Niños, niñas y adolescentes deben transitar su paso por las instituciones educativas de cada nivel hasta completar los años de educación obligatoria que están establecidos conforme a la estructura del sistema educativo. Es prerrogativa de los padres, o de quienes ocupen ese rol en cada familia, el elegir la escuela de sus hijos.

¿En qué lugar en nuestra jerarquía axiológica se encuentra la elección de la escuela para nuestros hijos?

De la respuesta a esta pregunta dependerá el examen exhaustivo y minucioso de los criterios que orienten nuestra decisión, suponiendo que no hemos aceptado que, según el caso, sea la escuela que le corresponde por radio geográfico. En mi experiencia como directora de escuela secundaria he observado en muchas ocasiones que las familias tenían más claridad para elegir la marca de las zapatillas para sus hijos que respecto de las expectativas para con las instituciones educativas en las que se proponían inscribirlos. Está muy bien cuidar la salud del cuerpo con buen calzado para la actividad que sea, pero el mismo criterio de cuidado debería seguirse para una dimensión más integral como la educación.

La elección de la escuela es de aquellos temas en que los acuerdos de pareja deben ser explícitos. Cada persona llega a una relación con un conjunto de creencias sobre el mundo y la vida que fueron forjándose en una interacción singular entre las experiencias individuales mixturadas con las matrices de crianza que lo modelaron en su contexto familiar de origen. Esas concepciones funcionan como supuestos subyacentes desde los que se construyen los criterios para tomar decisiones, pero no siempre están conscientemente sistematizadas. Así que la pregunta inicial gira en torno a qué tipo de educación quiere cada uno para los hijos, y de allí, según sean los enfoques, la indispensable negociación de consensos.

¿Cómo hacer explícito ese bagaje impreciso de creencias sobre educación arraigadas como mandatos axiomáticos invisibles?
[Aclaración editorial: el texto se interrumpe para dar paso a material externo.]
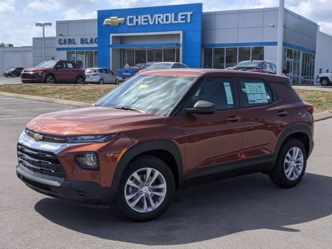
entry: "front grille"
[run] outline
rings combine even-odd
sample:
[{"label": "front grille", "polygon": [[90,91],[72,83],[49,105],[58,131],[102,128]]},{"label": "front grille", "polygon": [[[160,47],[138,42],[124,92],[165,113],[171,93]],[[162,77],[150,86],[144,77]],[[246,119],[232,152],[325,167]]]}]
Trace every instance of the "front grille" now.
[{"label": "front grille", "polygon": [[26,133],[28,134],[28,136],[33,138],[35,138],[34,136],[36,134],[41,135],[42,138],[39,139],[39,141],[60,143],[60,144],[64,144],[68,142],[67,138],[63,136],[40,134],[37,132],[34,132],[31,130],[29,130],[28,129],[26,129]]},{"label": "front grille", "polygon": [[35,79],[33,73],[22,73],[22,79]]},{"label": "front grille", "polygon": [[55,154],[17,145],[19,163],[42,174],[66,178],[66,174]]}]

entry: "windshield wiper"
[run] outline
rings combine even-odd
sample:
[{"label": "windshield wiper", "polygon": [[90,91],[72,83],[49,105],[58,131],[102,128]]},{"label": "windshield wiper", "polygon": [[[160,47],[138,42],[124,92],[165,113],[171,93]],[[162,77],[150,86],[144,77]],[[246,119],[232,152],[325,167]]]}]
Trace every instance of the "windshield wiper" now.
[{"label": "windshield wiper", "polygon": [[143,113],[147,113],[146,111],[140,110],[139,109],[135,108],[135,107],[113,107],[114,109],[120,109],[122,110],[129,110],[129,111],[139,111]]}]

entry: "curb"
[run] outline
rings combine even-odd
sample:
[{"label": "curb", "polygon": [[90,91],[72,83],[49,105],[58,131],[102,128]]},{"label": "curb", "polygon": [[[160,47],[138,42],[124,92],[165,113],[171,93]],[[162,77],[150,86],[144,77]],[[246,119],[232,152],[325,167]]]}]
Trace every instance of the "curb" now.
[{"label": "curb", "polygon": [[55,98],[47,98],[47,97],[33,96],[33,95],[28,95],[24,94],[10,93],[4,93],[4,92],[0,92],[0,95],[19,98],[37,100],[37,101],[44,101],[44,102],[47,102],[50,103],[68,104],[68,105],[71,105],[74,107],[86,107],[91,104],[81,102],[78,101],[64,100],[59,100],[59,99],[55,99]]},{"label": "curb", "polygon": [[[27,95],[24,95],[24,94],[17,94],[17,93],[0,92],[0,95],[8,96],[8,97],[14,97],[14,98],[19,98],[37,100],[37,101],[44,101],[44,102],[50,102],[50,103],[68,104],[68,105],[71,105],[71,106],[74,106],[74,107],[86,107],[86,106],[89,106],[89,105],[91,105],[91,104],[85,103],[85,102],[78,102],[78,101],[59,100],[59,99],[55,99],[55,98],[52,98]],[[314,120],[315,122],[324,120],[331,118],[332,118],[332,110],[325,111],[322,111],[322,112],[319,113],[313,114],[313,120]]]}]

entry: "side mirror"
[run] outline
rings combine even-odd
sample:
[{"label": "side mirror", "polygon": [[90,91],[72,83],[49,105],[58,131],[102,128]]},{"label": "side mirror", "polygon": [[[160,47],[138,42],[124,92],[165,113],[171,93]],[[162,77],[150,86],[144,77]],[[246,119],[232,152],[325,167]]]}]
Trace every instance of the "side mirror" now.
[{"label": "side mirror", "polygon": [[210,102],[205,100],[199,100],[194,105],[193,108],[186,108],[183,109],[183,113],[186,115],[190,114],[213,114],[216,112],[216,105]]}]

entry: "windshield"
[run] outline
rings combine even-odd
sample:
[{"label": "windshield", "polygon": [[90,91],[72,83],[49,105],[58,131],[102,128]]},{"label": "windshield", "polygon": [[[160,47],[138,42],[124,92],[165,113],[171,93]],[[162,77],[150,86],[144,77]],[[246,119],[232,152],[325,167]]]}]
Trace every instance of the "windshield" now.
[{"label": "windshield", "polygon": [[255,62],[255,61],[246,61],[246,62],[241,62],[237,64],[235,66],[248,66],[248,67],[256,67],[258,66],[261,62]]},{"label": "windshield", "polygon": [[53,68],[57,61],[45,61],[37,65],[36,68]]},{"label": "windshield", "polygon": [[171,63],[157,63],[154,64],[149,66],[147,70],[152,70],[152,69],[167,69],[170,68],[172,66]]},{"label": "windshield", "polygon": [[194,77],[136,75],[107,94],[98,104],[166,116],[195,80]]}]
En la historia personal se albergan incontables anécdotas que dan cuenta de cómo fueron distintos momentos de la crianza de cada uno. Allí están enmascaradas esas pautas que guiaron las acciones de padres y madres bajo una preferencia que los inclinó a elegirlas dando por obvio que eran las mejores opciones acerca de la formación de los hijos. ¿De qué modo se enseñaron los hábitos básicos de higiene y cuidado? ¿Cómo se establecieron límites? ¿Cuáles han sido los grados de libertad y cómo se han secuenciado? ¿Qué se ha permitido y qué se ha prohibido? ¿Qué valores se han inculcado como fundamentales?

En un repaso de cada biografía pueden aparecer diferencias significativas respecto de cuestiones más cotidianas, por ejemplo: por un lado, alguien dice que en su casa nunca se preguntaba a los chicos qué querían comer, sino que, al sentarse a la mesa, se comía lo que se había cocinado; mientras que otro expresa que siempre se consultaba lo que quería comer cada integrante sin importar la edad. Hay quienes cuentan que recibían regalos o premios cuando hacían las cosas bien, al modo de reforzamientos positivos; y quienes aseguran que cuando interpelaban que otros tenían estos beneficios, se les indicaba que no se podía premiar algo que era obligatorio hacer, como ser buenos estudiantes o comportarse adecuadamente. Y así, podemos encontrar muchísimos de estos detalles que han quedado profundamente grabados en la memoria, y que han despertado posteriores adhesiones o rechazos. Todo esto forma parte de las reproducciones que se ponen en marcha cuando pasamos de ser hijos a ser padres y la mayoría de las veces sin que medie una reflexión crítica sobre la educación y la crianza.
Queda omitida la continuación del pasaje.